Targeted Deployment: Clinicians must consider that AI performance varies by neuroanatomical locus and patient profile. A tool validated on GBM may fail on low-grade gliomas or specific brain regions.
Data Representation: The findings highlight the danger of training on narrow cohorts (e.g., predominantly GBM, IDH-wildtype).

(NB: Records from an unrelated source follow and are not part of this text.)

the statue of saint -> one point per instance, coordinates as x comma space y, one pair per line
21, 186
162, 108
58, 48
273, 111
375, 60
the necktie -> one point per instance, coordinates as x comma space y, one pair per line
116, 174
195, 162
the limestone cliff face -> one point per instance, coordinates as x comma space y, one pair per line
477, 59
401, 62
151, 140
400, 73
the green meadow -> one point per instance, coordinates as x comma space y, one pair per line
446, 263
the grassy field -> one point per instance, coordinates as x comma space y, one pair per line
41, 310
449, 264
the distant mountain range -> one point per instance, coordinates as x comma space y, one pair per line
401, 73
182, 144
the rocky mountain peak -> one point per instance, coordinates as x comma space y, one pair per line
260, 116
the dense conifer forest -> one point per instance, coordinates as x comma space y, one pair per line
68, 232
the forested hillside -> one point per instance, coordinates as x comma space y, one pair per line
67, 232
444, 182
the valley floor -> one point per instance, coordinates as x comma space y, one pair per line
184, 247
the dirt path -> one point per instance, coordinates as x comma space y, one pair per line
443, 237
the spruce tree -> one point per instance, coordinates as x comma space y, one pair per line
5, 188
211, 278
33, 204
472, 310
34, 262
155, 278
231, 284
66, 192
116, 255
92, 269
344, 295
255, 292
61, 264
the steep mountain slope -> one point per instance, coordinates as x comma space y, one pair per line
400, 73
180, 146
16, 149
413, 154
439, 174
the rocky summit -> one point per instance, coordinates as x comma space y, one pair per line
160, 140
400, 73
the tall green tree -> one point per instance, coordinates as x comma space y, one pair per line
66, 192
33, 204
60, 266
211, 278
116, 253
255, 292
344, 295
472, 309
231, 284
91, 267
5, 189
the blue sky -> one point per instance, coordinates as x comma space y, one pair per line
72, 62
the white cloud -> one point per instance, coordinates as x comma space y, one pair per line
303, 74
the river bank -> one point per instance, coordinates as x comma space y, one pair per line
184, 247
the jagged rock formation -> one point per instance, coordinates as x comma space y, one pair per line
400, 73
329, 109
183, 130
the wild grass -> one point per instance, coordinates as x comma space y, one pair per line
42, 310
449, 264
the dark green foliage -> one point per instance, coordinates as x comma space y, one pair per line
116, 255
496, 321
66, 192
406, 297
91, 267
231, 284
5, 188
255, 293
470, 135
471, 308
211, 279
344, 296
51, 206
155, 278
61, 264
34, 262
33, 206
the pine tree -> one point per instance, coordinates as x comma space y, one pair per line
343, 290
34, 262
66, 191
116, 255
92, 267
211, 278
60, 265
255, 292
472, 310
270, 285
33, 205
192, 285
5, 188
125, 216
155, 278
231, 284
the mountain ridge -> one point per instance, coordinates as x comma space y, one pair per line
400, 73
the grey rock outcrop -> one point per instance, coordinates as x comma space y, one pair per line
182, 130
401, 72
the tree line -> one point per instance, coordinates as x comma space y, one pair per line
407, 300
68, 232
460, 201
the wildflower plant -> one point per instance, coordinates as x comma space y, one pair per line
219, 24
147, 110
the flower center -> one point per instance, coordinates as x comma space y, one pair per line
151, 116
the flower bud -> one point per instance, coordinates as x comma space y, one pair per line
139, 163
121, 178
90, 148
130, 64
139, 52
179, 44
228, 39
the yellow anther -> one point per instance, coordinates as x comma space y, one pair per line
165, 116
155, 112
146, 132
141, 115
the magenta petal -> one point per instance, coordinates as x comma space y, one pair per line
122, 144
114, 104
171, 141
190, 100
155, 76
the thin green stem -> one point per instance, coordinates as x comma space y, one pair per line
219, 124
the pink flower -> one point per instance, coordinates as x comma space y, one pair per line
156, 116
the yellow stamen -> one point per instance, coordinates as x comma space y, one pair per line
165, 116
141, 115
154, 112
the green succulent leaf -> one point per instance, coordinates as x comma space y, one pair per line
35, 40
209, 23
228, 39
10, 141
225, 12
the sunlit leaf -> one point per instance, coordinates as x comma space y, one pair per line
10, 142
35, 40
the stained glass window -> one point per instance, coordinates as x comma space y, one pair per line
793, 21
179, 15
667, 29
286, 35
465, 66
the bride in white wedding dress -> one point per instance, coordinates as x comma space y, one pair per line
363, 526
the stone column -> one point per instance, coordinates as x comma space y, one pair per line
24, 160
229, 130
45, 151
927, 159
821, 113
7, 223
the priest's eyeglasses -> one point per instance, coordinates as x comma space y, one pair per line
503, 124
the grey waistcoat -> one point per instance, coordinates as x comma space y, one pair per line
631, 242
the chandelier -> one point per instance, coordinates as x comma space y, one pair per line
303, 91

Future models require diverse training data to address the "compound" vulnerabilities identified in the representational analysis.
Routine Auditing: The release of Fairboard aims to make equity assessment a routine part of medical AI development, moving the field from "accuracy-only" to "equity-aware" deployment.

In summary, the paper establishes that "who the patient is" matters more than "which model is used" for segmentation accuracy, and introduces a robust, open-source framework to detect and monitor these disparities across multiple dimensions of fairness.